COLUMBIA — The drivers of the two vehicles that struck an MU student on her bicycle in 2005 could have avoided the accident if they were more alert at the wheel, an expert witness for the student testified Wednesday in the personal injury trial stemming from the incident.
That argument was part of a long first day of testimony in 13th Circuit Court, in which attorneys for both sides made clear the issues at the center of the case: First, whether the drivers had time to stop their vehicles before striking the plaintiff, and second, whether the drivers or the plaintiff had a green light at the time of the accident.
On Aug. 18, 2005, the plaintiff, then-19-year-old Krysten Chambrot, was struck by two vehicles at the intersection of College and Rollins avenues. Chambrot's left leg was amputated above the knee after the accident, her right leg was mangled and her jaw was broken. She is currently an MU graduate student and employee of the Missourian.
The defendants in the case include Judy Pope, a Truman Veterans Hospital employee who was driving the Mazda Miata that struck Chambrot; Michael Arens, a Columbia Water and Light employee who was driving the truck that ran over and dragged Chambrot; the city of Columbia; and the Missouri Highways and Transportation Commission.

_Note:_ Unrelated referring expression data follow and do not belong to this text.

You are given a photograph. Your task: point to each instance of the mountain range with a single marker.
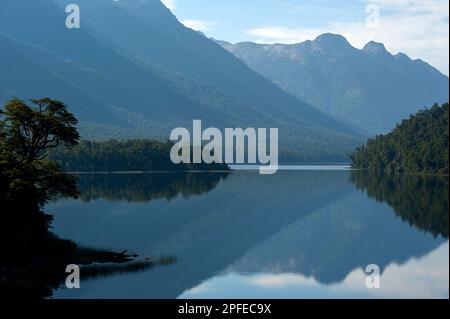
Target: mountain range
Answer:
(369, 88)
(133, 70)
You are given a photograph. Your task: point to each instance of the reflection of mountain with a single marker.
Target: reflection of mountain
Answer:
(146, 187)
(314, 223)
(422, 201)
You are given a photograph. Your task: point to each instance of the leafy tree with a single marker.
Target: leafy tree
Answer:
(419, 145)
(28, 179)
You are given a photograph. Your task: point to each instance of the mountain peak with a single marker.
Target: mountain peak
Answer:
(375, 48)
(331, 40)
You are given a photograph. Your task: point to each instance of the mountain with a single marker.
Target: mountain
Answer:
(418, 145)
(369, 88)
(133, 70)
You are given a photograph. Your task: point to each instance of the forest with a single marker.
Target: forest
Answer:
(417, 145)
(128, 155)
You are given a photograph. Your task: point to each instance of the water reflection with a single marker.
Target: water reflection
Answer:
(422, 201)
(312, 224)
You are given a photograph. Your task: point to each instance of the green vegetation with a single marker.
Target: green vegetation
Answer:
(28, 180)
(131, 155)
(418, 145)
(422, 201)
(32, 258)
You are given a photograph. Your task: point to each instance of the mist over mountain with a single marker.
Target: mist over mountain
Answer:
(369, 88)
(133, 70)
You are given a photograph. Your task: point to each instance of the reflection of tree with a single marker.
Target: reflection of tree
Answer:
(146, 187)
(422, 201)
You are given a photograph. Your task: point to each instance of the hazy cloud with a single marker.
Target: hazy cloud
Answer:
(417, 28)
(198, 25)
(170, 4)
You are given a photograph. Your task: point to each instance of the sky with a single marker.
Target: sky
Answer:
(418, 28)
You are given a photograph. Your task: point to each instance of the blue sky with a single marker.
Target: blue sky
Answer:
(419, 28)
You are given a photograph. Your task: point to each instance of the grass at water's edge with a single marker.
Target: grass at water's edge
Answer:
(39, 276)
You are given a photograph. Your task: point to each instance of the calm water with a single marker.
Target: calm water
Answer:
(296, 234)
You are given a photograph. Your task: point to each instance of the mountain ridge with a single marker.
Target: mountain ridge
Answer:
(369, 88)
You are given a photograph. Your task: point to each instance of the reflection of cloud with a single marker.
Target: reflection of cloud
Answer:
(417, 28)
(426, 277)
(282, 280)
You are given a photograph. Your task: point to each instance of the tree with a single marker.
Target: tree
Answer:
(28, 179)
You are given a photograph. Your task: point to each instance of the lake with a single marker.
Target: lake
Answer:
(301, 233)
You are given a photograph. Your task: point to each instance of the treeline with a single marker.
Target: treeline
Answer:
(418, 145)
(422, 201)
(130, 155)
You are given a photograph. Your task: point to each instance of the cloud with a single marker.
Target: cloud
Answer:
(170, 4)
(417, 28)
(199, 25)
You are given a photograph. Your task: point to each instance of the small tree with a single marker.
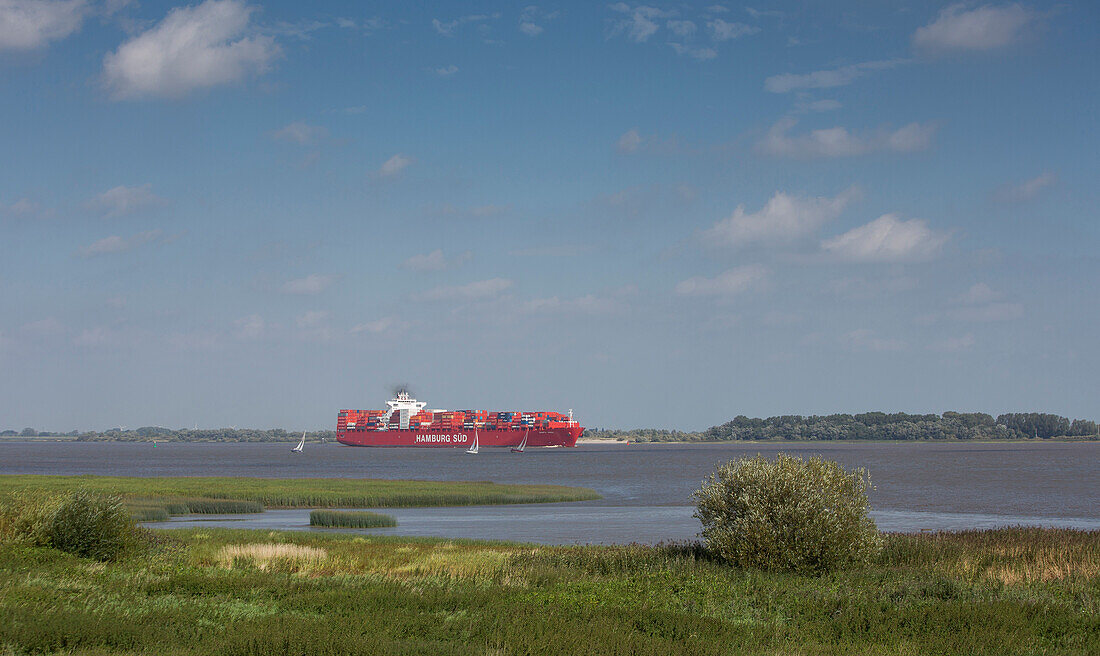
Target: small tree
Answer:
(801, 515)
(81, 522)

In five hours of testimony Wednesday, Michael McCourt, a consulting engineer who specializes in accident reconstructions, explained to the jury what happened on the day of the accident according to his investigation, which he said involved evidence from the scene and the vehicles, witness statements and physical calculations.
At the point of impact between Chambrot and the Miata, Chambrot was traveling east on Rollins Avenue at about 8 miles per hour, and the Miata was traveling north on College Avenue at about 18 miles per hour, McCourt said. After the initial impact, Chambrot was vaulted into the air and landed in the right lane on College Avenue, where she was run over by the truck, which was traveling at about 30 miles per hour. She was then dragged more than 60 feet before the truck finally came to a stop, McCourt said.

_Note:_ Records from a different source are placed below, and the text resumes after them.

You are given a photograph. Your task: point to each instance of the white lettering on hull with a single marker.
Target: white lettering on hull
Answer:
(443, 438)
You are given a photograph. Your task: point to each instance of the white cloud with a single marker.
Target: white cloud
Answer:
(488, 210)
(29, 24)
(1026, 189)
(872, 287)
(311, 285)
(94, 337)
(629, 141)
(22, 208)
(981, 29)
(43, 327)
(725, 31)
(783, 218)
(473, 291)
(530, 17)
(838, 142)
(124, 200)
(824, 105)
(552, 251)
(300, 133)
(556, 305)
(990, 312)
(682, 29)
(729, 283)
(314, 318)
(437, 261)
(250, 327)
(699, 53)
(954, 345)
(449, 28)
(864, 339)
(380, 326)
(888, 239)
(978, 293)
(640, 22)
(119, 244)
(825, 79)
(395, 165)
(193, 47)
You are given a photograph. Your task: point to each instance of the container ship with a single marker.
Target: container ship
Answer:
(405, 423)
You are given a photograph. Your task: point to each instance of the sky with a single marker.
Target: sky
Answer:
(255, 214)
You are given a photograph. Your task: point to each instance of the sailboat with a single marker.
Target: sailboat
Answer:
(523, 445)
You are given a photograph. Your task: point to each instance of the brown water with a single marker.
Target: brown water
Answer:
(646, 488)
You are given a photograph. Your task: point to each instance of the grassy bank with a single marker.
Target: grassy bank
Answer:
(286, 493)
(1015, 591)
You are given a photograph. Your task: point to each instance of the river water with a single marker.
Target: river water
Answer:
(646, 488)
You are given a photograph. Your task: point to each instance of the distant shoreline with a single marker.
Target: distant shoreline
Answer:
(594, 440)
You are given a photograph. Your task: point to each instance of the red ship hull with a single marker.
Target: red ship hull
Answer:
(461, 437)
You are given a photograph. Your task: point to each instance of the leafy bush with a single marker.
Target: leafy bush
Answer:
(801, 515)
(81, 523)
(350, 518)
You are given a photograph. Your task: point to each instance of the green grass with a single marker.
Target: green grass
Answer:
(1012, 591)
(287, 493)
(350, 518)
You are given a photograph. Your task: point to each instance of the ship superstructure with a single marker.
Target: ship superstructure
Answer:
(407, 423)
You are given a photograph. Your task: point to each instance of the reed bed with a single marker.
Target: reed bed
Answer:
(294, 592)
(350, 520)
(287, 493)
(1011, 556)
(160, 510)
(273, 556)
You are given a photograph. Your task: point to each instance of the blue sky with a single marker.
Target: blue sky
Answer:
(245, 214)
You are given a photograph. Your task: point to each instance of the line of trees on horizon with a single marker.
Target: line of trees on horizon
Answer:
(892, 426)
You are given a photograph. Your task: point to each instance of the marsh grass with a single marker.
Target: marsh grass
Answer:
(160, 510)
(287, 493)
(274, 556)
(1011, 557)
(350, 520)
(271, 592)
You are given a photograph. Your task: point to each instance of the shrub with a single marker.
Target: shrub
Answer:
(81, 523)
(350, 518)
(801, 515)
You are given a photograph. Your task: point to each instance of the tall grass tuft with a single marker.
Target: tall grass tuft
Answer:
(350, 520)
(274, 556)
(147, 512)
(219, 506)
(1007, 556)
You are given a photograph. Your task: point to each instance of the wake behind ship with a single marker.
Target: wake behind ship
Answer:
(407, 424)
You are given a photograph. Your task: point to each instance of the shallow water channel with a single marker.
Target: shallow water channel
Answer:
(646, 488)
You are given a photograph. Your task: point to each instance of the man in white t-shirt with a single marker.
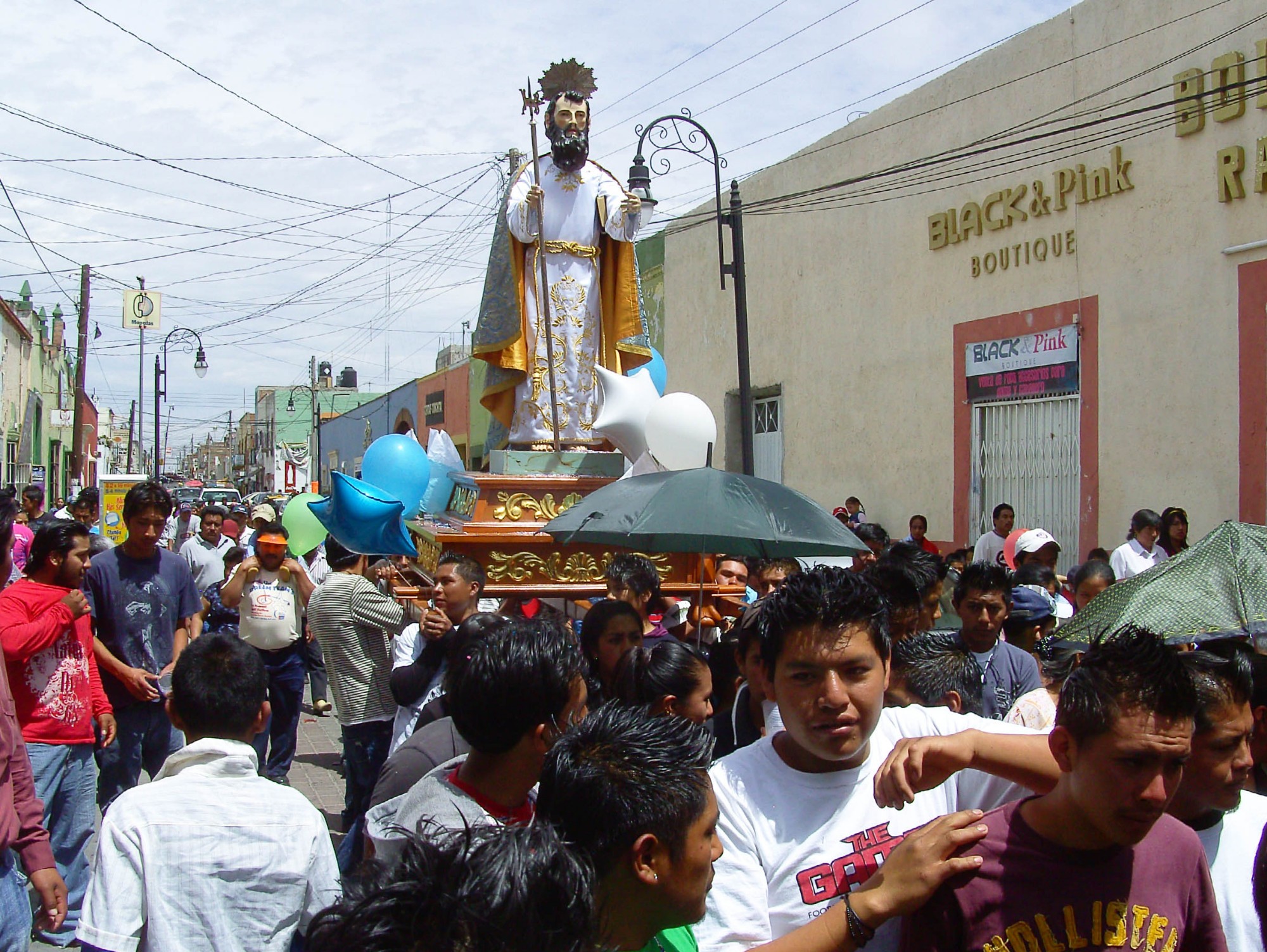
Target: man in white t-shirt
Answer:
(1228, 821)
(990, 547)
(205, 552)
(812, 812)
(271, 592)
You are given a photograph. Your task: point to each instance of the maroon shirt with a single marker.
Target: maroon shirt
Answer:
(22, 816)
(1035, 894)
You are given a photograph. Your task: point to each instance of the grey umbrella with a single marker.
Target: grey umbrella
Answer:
(705, 511)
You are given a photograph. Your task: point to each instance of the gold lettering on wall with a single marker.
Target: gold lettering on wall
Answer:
(1230, 163)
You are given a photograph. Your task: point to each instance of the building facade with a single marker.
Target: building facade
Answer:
(1041, 279)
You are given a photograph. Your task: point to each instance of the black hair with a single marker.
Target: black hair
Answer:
(1093, 569)
(923, 568)
(469, 569)
(597, 619)
(516, 679)
(1035, 574)
(340, 556)
(485, 889)
(1057, 660)
(1145, 519)
(872, 532)
(55, 537)
(1124, 671)
(937, 663)
(219, 685)
(621, 774)
(901, 593)
(827, 597)
(1223, 676)
(148, 495)
(984, 576)
(648, 675)
(634, 573)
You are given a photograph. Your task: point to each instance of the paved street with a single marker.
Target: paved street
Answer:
(315, 773)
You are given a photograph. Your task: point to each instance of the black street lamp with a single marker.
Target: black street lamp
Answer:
(315, 462)
(681, 133)
(187, 340)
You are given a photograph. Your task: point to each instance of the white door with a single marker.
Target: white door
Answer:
(768, 438)
(1027, 454)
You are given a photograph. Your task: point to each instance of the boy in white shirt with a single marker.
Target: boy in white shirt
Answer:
(211, 855)
(812, 812)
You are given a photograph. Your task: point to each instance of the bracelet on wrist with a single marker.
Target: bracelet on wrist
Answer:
(860, 932)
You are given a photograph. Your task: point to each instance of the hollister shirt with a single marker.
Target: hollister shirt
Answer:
(796, 844)
(1035, 894)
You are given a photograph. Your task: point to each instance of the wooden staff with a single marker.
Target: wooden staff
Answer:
(533, 104)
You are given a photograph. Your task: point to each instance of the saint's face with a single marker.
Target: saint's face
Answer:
(570, 115)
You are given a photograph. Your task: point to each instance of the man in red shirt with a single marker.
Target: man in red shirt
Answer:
(48, 641)
(21, 831)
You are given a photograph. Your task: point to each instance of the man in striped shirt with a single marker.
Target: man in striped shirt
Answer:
(354, 622)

Although defense attorneys generally accepted the speeds and distances McCourt calculated, they challenged him on his assertion that the drivers had sufficient time to stop their vehicles before hitting Chambrot. McCourt testified that the drivers should have been able to see Chambrot crossing the intersection, and that they should have then been able to apply their brakes in one second or less. He said that was a common estimate of reaction time.
"They were not being prudent drivers," said Donald Schlapprizzi, who is representing Chambrot.
But the defense attorneys argued that one second or less was not a realistic amount of time for the drivers to react, especially considering that they might not have even seen Chambrot before hitting her. Zachary Carthwright, who is representing the transportation commission, cited the Missouri Driver Guide, which says a driver must be very alert to react in even 1.5 seconds.
The defense attorneys also said the results of McCourt's investigation imply that the drivers had the green light at the time of the accident. They said it would be almost impossible for the vehicles to be traveling at the speeds McCourt calculated had they been stopped at the intersection before hitting Chambrot.
Carthwright asked McCourt on the stand to calculate the rate of acceleration necessary for the Miata to hit Chambrot at 18 miles per hour from a dead stop at the intersection; McCourt said it would have to have been twice the average rate of acceleration.
Missourian reporter Tara Cavanaugh contributed to this report.